In the first quarter of Fiscal 2019, we adopted Accounting Standard Update (“ASU”) 2014-09, Revenue from Contracts with Customers (Topic 606), which establishes a comprehensive five-step model for the recognition of revenue from contracts with customers. This model is based on the core principle that revenue should be recognized to depict the transfer of promised goods or services to customers in an amount that reflects the consideration to which the entity expects to be entitled in exchange for those goods or services. We elected the modified retrospective method of adoption, which we applied to contracts not completed as of the initial date of adoption. Application of the transition requirements had no material impact on operations or beginning retained earnings. While certain control processes and procedures were updated for this adoption, the changes did not have a material impact on our internal control over financial reporting framework.

Also, in the first quarter of Fiscal 2019, we retrospectively adopted ASU 2016-15, Classification of Certain Cash Receipts and Cash Payments (Topic 230), which provides guidance for eight specific cash flow issues with the objective of reducing the existing diversity in practice.
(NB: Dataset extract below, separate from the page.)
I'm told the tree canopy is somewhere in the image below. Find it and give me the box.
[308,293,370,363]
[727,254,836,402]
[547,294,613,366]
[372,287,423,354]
The adoption of this standard did not materially impact our statements of cash flows, and no cash flow reclassifications were required for the prior years.

Recently Issued Accounting Pronouncements

In February 2016, the Financial Accounting Standards Board ("FASB") issued ASU 2016-02, Leases (Topic 842), which requires an entity to recognize both assets and liabilities arising from financing and operating leases, along with additional qualitative and quantitative disclosures. We plan to adopt the standard as of September 1, 2019, the beginning of Fiscal 2020. We will elect the package of practical expedients permitted under the transition guidance within the new standard, which among other things, allows us to carryforward the historical lease classification. In addition, we are electing the hindsight practical expedient to determine the reasonably certain lease term for existing leases. We will make an accounting policy election to keep leases with an initial term of 12 months or less off of the balance sheet. We will recognize these lease payments in the Consolidated Statement of Income on a straight-line basis over the lease term.
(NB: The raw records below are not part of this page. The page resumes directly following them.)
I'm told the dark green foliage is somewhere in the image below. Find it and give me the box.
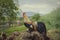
[0,0,18,21]
[32,14,40,21]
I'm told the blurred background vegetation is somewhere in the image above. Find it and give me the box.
[0,0,60,40]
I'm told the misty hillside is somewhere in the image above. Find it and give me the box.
[40,8,60,29]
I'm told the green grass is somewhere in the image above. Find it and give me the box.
[0,25,26,35]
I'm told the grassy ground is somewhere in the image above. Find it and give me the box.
[0,25,26,35]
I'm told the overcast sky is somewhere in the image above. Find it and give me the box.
[15,0,60,14]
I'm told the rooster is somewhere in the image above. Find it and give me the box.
[23,12,46,35]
We estimate adoption of the standard will result in recognition of additional net lease assets and lease liabilities of approximately $34.0 million as of September 1, 2019. We do not believe the standard will materially impact our consolidated net earnings or our cash flows. As part of our adoption, we have also modified our control procedures and processes.
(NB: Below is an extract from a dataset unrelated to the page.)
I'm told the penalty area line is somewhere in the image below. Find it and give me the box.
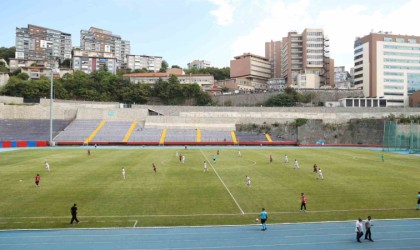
[200,149,245,214]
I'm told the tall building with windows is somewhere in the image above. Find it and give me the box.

In August 2017, the FASB issued ASU 2017-12, Derivatives and Hedging (Topic 815), which improves the financial reporting of hedging relationships to better portray the economic results of an entity's risk management activities in its financial statements. ASU 2017-12 is effective for annual reporting periods beginning after December 15, 2018 (our Fiscal 2020), including interim periods within those annual reporting periods. Early adoption is permitted. We expect to adopt the new guidance in the first quarter of Fiscal 2020, and we do not expect a material impact to our consolidated financial statements.

In June 2016, the FASB issued ASU 2016-13, Financial Instruments - Credit Losses (Topic 326): Measurement of Credit Losses on Financial Instruments, and has since issued additional amendments. ASU 2016-13 will replace today’s “incurred loss” approach with an “expected loss” model for instruments measured at amortized cost. The standard is effective for annual reporting periods beginning after December 15, 2019 (our Fiscal 2021), including interim periods within those annual reporting periods. We expect to adopt the new guidance in the first quarter of Fiscal 2021, and we do not expect a material impact to our consolidated financial statements.